A complete history of Raise the Cat should note that Grove tweeted a photo of his sitting cat on Nov. 9, 2016, with the words, "One day I will raise you up." That prophecy got five retweets and 22 likes.

What does the whole ritual say about Sixers fans of a certain age? It's another example of how fans began building their enthusiasm in their own ways, waiting for the on-court product to catch up. Grove had been a Sixers fan growing up in York — he never had pets — and became more devoted to the local squad while at La Salle, where he also experienced his Explorers' getting to the 2013 NCAA Sweet 16.

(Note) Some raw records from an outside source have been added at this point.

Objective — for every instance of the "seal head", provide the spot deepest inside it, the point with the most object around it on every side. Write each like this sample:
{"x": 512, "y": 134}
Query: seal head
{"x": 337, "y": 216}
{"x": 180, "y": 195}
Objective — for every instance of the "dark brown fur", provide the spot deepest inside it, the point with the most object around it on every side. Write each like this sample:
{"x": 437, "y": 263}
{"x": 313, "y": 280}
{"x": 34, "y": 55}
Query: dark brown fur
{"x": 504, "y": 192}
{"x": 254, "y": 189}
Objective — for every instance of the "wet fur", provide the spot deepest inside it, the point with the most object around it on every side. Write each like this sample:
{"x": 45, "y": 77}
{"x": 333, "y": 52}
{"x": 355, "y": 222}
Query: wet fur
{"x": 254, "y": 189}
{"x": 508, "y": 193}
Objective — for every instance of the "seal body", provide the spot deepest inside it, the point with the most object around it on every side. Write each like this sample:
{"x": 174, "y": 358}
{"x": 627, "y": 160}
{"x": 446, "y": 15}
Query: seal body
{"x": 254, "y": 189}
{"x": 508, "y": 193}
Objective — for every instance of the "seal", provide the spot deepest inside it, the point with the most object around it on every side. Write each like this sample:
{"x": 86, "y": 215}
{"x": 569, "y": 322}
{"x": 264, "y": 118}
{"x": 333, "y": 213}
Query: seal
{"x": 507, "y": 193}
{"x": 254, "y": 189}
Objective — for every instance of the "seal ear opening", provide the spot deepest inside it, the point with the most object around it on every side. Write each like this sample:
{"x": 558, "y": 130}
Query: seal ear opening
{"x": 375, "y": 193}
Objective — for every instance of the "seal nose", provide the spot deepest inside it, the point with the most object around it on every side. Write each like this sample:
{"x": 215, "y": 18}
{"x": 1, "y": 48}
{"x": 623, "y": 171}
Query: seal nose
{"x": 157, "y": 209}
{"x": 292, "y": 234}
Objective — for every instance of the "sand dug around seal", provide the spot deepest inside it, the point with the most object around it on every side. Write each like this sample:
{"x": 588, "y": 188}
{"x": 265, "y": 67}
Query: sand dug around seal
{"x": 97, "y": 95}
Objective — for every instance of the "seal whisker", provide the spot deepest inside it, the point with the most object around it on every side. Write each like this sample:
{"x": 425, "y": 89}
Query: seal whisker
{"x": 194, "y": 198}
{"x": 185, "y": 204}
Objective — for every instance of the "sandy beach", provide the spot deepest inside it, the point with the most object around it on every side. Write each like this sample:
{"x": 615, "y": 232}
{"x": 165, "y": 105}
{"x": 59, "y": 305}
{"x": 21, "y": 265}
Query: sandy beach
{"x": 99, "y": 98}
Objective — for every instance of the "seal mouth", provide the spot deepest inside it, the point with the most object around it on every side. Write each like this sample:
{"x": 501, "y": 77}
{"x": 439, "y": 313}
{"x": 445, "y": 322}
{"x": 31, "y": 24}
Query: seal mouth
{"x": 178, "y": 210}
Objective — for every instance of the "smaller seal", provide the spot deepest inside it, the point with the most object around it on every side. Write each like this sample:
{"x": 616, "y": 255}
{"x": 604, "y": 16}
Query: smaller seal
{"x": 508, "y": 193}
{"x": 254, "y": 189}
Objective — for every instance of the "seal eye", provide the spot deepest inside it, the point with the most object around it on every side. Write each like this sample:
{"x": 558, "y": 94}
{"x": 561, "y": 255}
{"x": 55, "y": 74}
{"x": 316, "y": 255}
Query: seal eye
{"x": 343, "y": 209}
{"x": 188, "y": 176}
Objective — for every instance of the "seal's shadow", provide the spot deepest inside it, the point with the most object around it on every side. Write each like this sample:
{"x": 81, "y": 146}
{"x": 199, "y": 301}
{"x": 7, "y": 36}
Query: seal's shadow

"I was one of the few kids in my dorm room that would actually watch and enjoy and took the beating from my friends when they wouldn't win,'' Grove said of the Sixers. "I think college was when I first realized this was a process, I'm going to be in for the long haul, this is going to be a grind."

However long his cat gets raised — and however long it takes the Sixers to claw their way to the top — Grove calls himself a "Sixers fan for life."

Give the squad some time. Call it nine lives.

"I'm desperate here,'' Grove said of his original inspiration. "That's how desperate I am. I'm looking for something to smile about."